Ocean Collaborators

Schooling fish know that working together is better for everyone. The same is true on the Ocean Portal, where we are gathering a group of outstanding organizations in the fields of marine science, education, media, conservation, and other areas. By pooling our expertise and top assets, we can provide a richer experience than any one of us could alone. Get to know each organization by exploring their contributions on the OP and visiting their websites.

Featured Collaborators

Save Our Seas Foundation is a non-profit organisation headquartered in Geneva, Switzerland. Its purpose is to implement and support diverse Conservation, Awareness, Research and Education (CARE) programmes centred around the protection of the Earth's marine environment.

The global threats facing the marine environment lie at the core of all the projects funded by Save Our Seas Foundation. Overfishing, pollution and lack of effective resource management of the marine environment is destroying our ocean’s habitats and threatens the existence of many marine species.

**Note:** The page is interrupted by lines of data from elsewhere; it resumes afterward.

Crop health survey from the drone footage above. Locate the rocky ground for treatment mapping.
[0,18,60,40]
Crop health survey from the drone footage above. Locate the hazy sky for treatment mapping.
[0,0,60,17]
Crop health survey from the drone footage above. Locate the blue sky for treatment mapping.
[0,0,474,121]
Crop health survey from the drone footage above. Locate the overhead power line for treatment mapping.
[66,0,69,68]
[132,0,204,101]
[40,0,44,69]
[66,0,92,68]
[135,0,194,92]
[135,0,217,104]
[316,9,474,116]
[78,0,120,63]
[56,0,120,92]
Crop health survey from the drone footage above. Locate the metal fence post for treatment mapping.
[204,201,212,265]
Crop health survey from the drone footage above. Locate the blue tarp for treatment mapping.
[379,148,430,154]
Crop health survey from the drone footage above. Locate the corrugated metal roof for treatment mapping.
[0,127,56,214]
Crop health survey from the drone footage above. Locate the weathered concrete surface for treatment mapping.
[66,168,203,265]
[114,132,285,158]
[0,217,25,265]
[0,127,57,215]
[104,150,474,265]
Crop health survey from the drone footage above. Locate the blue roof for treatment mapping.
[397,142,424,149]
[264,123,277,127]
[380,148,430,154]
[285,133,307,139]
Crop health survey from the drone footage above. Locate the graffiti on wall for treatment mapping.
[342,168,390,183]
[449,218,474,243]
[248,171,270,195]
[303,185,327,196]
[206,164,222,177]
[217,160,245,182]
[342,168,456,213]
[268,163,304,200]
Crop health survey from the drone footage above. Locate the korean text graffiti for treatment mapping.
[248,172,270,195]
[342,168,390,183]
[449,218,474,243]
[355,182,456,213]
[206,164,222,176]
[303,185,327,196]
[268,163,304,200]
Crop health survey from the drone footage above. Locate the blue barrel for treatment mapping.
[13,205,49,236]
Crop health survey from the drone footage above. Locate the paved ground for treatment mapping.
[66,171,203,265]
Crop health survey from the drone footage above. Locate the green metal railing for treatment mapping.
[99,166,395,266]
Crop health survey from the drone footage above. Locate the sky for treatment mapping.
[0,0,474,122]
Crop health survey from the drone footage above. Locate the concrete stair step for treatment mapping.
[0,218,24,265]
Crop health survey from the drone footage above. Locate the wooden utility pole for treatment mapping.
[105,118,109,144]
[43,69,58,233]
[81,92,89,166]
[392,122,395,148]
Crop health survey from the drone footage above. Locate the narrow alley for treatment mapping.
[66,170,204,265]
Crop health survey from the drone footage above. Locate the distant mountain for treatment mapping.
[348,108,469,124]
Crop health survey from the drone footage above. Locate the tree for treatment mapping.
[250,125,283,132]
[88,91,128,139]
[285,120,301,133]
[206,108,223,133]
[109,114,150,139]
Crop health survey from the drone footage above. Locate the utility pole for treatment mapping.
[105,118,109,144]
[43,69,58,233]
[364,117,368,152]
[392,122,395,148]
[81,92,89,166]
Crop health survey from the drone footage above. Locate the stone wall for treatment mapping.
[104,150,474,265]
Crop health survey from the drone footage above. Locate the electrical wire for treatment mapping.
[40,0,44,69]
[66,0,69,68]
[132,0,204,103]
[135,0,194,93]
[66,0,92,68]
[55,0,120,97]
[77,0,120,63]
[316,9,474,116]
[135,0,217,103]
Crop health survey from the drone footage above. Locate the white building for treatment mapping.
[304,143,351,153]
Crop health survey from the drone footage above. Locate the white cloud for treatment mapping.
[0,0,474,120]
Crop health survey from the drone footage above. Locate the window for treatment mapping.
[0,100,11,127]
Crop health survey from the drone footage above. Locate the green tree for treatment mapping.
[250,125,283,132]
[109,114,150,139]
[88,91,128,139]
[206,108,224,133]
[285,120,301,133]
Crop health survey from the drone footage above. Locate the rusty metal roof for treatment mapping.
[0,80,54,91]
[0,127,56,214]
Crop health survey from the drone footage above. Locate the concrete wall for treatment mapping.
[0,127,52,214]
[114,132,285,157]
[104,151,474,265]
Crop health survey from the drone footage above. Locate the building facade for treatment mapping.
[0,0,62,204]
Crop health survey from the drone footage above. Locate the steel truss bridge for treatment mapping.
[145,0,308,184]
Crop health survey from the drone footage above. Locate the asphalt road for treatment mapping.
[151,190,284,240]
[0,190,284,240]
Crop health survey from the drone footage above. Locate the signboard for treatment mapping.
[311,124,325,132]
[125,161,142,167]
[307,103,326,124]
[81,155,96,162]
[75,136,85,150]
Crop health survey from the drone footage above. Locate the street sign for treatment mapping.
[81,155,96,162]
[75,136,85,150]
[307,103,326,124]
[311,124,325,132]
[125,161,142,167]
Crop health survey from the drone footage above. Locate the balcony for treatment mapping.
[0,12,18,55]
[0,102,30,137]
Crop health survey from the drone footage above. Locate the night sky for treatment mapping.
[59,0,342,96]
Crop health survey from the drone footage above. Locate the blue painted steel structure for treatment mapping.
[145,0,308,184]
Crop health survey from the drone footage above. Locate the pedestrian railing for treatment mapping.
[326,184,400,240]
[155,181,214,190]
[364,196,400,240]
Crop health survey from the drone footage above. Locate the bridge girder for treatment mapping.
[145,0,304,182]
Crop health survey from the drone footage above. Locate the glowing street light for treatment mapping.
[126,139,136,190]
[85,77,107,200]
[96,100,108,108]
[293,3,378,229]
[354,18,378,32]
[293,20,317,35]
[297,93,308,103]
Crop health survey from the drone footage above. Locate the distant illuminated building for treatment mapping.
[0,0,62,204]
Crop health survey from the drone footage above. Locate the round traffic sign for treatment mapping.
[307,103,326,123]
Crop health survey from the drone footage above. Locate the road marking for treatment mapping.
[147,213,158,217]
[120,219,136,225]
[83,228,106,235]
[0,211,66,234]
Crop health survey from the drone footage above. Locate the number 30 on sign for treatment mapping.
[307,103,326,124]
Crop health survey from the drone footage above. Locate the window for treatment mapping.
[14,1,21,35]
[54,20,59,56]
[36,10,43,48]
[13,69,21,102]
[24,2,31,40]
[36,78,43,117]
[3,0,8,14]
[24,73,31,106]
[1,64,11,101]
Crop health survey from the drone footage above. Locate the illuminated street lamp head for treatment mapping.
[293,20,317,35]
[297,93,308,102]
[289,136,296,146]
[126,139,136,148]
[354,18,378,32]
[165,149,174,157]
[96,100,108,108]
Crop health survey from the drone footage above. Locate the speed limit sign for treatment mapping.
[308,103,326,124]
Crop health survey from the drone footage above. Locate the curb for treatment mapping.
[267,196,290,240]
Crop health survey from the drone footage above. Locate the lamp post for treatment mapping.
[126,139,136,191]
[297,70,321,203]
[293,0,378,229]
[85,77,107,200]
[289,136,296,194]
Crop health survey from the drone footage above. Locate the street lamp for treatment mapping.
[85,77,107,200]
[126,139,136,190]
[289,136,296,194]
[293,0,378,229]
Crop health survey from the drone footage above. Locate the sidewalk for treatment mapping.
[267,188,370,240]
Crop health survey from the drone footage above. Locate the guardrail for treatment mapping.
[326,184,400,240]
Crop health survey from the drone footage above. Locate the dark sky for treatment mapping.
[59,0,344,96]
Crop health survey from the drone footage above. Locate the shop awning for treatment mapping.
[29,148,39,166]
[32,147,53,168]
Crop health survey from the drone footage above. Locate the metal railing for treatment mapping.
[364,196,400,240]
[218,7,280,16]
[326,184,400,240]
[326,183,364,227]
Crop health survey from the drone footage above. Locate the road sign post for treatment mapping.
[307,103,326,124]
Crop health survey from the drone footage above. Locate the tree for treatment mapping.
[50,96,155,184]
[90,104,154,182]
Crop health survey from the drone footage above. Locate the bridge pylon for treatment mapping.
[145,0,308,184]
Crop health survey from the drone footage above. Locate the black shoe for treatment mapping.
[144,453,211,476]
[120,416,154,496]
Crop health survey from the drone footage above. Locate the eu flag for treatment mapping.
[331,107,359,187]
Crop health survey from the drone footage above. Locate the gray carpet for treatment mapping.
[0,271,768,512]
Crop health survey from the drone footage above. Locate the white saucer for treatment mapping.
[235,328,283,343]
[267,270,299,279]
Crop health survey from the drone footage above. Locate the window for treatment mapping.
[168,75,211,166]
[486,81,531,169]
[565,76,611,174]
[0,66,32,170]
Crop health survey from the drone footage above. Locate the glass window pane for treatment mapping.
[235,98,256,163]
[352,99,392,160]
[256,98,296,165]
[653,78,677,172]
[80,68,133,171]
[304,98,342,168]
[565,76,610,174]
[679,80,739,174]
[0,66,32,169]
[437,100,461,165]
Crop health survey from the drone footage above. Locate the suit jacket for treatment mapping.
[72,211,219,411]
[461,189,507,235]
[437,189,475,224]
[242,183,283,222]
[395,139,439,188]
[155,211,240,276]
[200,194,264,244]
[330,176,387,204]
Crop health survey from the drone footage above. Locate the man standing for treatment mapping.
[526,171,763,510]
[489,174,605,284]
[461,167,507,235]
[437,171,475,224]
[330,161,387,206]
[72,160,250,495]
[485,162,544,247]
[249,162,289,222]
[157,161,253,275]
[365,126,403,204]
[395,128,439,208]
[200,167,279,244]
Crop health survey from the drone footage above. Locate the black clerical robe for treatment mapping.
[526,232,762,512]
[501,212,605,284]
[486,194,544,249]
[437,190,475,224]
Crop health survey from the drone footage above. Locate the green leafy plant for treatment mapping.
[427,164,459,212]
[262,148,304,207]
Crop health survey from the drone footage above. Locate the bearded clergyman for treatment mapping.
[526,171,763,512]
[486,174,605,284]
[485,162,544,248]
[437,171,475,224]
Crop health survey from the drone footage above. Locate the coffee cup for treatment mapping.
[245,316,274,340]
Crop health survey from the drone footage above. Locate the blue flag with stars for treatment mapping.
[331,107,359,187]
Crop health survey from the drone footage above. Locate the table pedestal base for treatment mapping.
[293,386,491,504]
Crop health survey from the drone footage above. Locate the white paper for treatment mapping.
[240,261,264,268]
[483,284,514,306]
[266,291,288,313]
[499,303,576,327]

Since its launch in 2003 the Save Our Seas Foundation has provided funding and support for over 100 diverse projects in more than 40 countries: from funding a patrol boat to help prevent illegal fishing of hammerhead sharks in Costa Rica, to the long-term funding of research into the behavioural ecology of great white sharks in South Africa.

The Pew Charitable Trusts is driven by the power of knowledge to solve today's most challenging problems. Pew applies a rigorous, analytical approach to improve public policy, inform the public and stimulate civic life. We partner with a diverse range of donors, public and private organizations and concerned citizens who share our commitment to fact-based solutions and goal-driven investments to improve society. www.pewtrusts.org

Pew is a major force in educating the public and policy makers about the causes, consequences and solutions to environmental problems. We actively promote strong conservation policies in the United States and internationally. Pew applies a range of tools in pursuit of practical, meaningful solutions-including applied science, public education, sophisticated media and communications, and policy advocacy.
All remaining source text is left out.